Mieux-être - Le poids des seins

Il y a plus, dans un soutien-gorge, que les seins qui y logent. Il y a la féminité, la séduction, la sexualité. La qualité de notre peau, la vigueur de nos glandes et la tonicité des muscles entourant nos seins se sont aussi invitées. L'alimentation influence la santé de notre peau. Et n'oublions pas l'obsession des hommes, la comparaison entre les femmes...

Quand j'ai vu la publicité de Lingerie Marietta montrant un soutien-gorge bien trop petit sur une poitrine bien en chair, avec le titre «85 % des femmes ne portent pas la bonne taille... », je me suis dit, sans y prêter foi: «Au moins, c'est drôle.»

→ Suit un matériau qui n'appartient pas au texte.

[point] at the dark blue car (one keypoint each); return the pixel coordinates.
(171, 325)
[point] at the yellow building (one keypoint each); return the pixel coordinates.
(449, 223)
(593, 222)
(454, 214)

J'ai trouvé ça moins comique quand les deux jeunes mannequins d'agence se sont présentées à un tournage en ne portant pas la bonne taille de soutien-gorge et sans savoir qu'il faut placer le sein dans le bonnet de façon à ce que le mamelon soit au centre.

Excusez-moi d'être si directe, mais votre soutif de tous les jours est-il vide en haut? L'espace entre les deux bonnets ne colle pas bien à votre peau et l'élastique gondole dans votre dos? Les bretelles ont creusé deux sillons dans vos épaules au fil du temps? Quand vous levez les bras, le soutien-gorge se plisse et vous suit? Des bourrelets disgracieux résident en permanence sous vos aisselles? Pas besoin d'être volumineuse: même les minces qui ont choisi des remontants trop longtemps ont fini par tasser les chairs sur le côté. Quel gâchis, toutes ces années à porter un soutien-gorge qui nous abîme au lieu de nous célébrer!

On le dit partout: la plupart d'entre nous, mesdames, ne portons pas la bonne taille. Je suis allée rencontrer Chantal Labrèche à la Lingerie Marietta, sur le boulevard de la Concorde. On a jasé une petite heure avant que je passe dans la cabine d'essayage. Mme Labrèche déplore cette négligence des seins. Comme notre visage, il n'y a pas deux paires de seins pareilles et, tout au long de notre vie, nos seins vont changer. On est enceinte, on perd du poids, on prend des médicaments, on prend soin ou non de notre peau, on vieillit... tout ça influe sur les seins.

Sans compter qu'on a la cage thoracique plus en avant ou le torse plus long: notre anatomie définit aussi nos seins, c'est évident. Ajoutons à cela que les soutiens-gorges nous proposent aussi leur vision, à dessein...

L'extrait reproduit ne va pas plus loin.